Targeting the NOTCH signaling pathway in its most downstream part with a unique mode of action as an innovative approach to address unmet medical need in cancer treatment and elimination of cancer stem cells!
The NOTCH signaling pathway plays a central role in cell differentiation, growth and stem cell maintenance. It is tightly regulated at cellular and tissue microenvironment levels. When the NOTCH pathway is inappropriately activated by genetic lesions, it becomes a major driver for NOTCH-dependent cancers and can cause resistance to standard of care treatment. Over 250´000 patients are annually diagnosed with NOTCH dependent cancers, with no specific therapy available to date.
Lead development candidate CB-103 is a small molecule, first-in-class, oral pan-NOTCH inhibitor. CB-103 has a unique mode of action, which allows CB-103 to block NOTCH signaling at the level of the NOTCH transcription complex, independently of the genetic lesion which has activated the pathway. CB-103 has completed preclinical phase of the development and has been selected as a development candidate for targeted oncology therapy. First-in-human phase I/IIA clinical study in cancer patients is under preparation.

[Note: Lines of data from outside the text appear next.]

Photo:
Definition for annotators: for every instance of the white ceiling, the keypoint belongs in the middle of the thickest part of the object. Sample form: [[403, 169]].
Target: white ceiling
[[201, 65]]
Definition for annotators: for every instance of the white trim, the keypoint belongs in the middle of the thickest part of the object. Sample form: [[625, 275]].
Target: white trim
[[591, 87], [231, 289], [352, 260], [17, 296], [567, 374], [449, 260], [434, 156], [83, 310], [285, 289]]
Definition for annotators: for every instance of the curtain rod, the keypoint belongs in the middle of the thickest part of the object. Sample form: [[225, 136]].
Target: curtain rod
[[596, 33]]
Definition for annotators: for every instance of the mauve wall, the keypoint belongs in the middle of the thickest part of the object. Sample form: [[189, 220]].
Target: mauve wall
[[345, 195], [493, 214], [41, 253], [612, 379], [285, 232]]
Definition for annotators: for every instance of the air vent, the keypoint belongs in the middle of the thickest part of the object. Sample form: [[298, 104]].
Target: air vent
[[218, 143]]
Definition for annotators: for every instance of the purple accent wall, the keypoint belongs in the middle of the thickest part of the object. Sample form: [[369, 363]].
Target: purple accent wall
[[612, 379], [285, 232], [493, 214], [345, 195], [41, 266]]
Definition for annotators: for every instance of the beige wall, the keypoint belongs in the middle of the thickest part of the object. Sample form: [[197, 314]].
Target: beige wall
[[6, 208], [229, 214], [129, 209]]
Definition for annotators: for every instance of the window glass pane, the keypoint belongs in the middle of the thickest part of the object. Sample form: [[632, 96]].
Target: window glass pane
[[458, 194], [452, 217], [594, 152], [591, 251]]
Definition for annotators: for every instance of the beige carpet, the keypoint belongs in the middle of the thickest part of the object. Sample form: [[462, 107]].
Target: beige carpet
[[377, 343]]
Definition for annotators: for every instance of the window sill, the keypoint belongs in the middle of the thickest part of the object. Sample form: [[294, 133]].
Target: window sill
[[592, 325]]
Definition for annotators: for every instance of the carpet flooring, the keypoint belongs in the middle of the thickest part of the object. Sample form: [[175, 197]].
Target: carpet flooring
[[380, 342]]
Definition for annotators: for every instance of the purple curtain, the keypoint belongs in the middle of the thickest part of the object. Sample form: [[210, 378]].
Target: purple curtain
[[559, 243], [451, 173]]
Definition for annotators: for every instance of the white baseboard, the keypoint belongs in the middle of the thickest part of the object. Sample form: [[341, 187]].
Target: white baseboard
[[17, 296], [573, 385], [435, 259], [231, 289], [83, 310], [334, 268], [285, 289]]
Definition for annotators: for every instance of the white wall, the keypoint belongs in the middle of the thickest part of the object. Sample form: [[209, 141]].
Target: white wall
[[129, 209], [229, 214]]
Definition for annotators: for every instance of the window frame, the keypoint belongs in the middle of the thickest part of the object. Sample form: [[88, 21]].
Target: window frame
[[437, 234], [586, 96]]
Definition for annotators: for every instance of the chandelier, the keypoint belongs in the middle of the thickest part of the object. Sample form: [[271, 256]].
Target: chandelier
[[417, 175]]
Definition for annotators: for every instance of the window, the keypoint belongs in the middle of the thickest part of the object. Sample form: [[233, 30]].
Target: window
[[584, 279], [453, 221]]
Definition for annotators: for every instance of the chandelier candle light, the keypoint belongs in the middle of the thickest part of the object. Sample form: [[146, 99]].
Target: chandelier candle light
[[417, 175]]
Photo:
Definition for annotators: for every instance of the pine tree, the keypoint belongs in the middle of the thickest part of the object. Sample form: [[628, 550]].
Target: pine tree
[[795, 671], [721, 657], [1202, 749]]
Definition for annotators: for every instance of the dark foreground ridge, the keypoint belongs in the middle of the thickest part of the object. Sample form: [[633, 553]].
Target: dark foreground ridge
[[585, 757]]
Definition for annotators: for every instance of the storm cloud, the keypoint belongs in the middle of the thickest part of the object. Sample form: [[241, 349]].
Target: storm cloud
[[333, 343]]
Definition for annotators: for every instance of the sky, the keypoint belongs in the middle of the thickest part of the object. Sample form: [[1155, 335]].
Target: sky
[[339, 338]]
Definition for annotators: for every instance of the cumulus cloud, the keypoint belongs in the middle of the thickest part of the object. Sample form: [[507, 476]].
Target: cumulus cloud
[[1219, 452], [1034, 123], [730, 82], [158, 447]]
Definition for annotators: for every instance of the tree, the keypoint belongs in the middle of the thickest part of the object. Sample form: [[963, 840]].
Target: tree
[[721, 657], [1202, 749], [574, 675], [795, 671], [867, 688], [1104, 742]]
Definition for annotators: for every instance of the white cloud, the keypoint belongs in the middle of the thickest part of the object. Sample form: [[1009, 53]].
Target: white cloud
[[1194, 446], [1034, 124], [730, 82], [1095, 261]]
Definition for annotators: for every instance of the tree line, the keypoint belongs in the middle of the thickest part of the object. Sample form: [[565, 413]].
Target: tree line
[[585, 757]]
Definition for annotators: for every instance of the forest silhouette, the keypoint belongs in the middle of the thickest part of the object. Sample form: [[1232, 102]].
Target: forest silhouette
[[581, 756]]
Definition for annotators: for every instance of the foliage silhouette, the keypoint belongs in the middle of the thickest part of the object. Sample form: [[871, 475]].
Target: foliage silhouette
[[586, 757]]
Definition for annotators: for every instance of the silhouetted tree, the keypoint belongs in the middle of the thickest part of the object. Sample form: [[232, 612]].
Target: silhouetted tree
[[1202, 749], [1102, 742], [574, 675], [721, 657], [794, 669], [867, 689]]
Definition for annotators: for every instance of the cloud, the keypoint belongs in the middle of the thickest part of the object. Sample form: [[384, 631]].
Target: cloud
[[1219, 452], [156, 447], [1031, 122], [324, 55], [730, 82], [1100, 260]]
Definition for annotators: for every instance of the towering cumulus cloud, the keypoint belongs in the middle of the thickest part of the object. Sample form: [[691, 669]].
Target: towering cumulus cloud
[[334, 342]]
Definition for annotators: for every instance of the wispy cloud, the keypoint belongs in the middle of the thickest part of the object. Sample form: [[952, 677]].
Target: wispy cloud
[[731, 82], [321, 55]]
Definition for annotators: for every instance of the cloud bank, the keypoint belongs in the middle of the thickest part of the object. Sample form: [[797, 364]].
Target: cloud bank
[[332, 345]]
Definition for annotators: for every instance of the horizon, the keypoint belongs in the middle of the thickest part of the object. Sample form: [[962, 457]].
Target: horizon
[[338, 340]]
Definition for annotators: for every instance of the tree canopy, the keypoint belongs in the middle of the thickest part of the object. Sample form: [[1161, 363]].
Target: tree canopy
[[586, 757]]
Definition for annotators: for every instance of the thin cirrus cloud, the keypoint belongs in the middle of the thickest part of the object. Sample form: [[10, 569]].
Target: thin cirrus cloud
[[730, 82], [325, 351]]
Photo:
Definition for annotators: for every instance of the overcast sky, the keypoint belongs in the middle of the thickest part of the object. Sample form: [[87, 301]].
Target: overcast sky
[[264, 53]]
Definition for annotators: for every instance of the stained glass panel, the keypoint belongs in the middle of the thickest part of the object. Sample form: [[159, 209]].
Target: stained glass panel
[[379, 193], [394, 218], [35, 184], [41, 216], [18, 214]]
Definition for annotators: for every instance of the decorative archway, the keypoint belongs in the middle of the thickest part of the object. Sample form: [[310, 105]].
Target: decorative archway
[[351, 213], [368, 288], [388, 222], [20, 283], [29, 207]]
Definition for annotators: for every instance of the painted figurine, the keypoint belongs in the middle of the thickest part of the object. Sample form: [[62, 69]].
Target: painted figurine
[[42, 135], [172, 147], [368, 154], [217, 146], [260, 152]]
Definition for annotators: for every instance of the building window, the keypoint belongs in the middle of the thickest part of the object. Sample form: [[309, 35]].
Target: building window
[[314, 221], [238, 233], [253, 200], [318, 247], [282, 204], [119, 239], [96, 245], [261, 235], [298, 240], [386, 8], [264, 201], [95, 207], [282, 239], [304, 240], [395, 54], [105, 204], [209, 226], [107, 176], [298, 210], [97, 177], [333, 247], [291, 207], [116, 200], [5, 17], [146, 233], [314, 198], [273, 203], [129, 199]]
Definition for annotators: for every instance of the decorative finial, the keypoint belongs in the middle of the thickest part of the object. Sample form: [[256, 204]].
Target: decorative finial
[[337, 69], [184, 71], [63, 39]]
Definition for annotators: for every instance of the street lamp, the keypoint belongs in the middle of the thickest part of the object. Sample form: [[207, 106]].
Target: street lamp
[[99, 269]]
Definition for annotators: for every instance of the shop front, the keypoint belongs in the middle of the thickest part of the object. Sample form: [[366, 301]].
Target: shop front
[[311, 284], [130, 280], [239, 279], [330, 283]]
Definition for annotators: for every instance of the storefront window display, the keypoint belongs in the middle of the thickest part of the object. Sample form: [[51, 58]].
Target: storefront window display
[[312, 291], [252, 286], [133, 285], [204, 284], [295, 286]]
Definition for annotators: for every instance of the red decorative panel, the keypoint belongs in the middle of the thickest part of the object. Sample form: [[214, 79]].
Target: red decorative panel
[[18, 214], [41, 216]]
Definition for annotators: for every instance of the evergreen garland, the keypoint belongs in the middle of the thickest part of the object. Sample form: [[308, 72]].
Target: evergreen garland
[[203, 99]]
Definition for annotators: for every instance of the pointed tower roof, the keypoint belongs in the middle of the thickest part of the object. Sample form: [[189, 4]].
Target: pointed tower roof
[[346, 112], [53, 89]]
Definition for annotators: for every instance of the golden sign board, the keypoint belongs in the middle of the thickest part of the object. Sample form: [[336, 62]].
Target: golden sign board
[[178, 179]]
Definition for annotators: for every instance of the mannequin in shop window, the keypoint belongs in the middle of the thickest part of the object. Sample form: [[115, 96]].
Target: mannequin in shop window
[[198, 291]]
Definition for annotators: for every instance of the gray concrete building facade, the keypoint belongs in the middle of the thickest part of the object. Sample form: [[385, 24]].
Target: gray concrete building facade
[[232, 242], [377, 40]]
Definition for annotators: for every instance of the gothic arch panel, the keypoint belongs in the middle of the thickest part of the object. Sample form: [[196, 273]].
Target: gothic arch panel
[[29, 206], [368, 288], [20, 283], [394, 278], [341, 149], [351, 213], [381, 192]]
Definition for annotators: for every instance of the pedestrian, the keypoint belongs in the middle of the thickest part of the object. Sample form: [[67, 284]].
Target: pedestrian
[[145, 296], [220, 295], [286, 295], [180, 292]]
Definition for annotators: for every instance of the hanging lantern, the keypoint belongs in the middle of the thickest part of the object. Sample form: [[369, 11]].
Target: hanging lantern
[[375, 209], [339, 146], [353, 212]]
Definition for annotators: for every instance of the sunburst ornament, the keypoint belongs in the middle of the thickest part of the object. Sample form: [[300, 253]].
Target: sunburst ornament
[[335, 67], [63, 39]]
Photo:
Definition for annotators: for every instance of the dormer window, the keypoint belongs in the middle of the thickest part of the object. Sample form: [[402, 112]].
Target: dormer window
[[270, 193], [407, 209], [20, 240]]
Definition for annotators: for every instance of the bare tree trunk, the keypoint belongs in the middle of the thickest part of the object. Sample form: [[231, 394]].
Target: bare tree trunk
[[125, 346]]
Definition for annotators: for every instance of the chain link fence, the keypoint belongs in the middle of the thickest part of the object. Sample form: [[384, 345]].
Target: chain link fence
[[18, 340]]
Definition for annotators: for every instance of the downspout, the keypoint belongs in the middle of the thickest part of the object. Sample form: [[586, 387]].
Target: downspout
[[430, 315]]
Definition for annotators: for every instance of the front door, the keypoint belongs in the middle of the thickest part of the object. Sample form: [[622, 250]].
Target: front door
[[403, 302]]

To allow a personalized medicine approach, development of CB-103 is complemented with a companion diagnostic to stratify oncology patients with tumors harboring an activated NOTCH pathway.
CB-103 pre-clinical “proof of concept” has been achieved, with efficacy demonstrated in vitro as well as in vivo in various animal models, e.g. breast cancer and T-cell acute lymphoblastic leukaemia (T-ALL) models. Most importantly, anti-leukemic efficacy was shown for CB-103 alone and in combination with various chemotherapy regimen, eliminating ex-vivo leukemic cells from patients-derived blood samples.
Small molecule CB-103 is administered orally and very well tolerated at pharmacologically efficacious doses in mouse, rat and dog. It has excellent drug-like properties, e.g. rapid uptake and distribution after oral dosing. It is metabolized and excreted readily, with a relatively short half-life, allowing repeat dosing. Based on the favourable safety profile seen in the GLP safety pharmacology and toxicology studies in dog and rat, preparations for the first-in-human phase I/IIA clinical study for CB-103 have been initiated.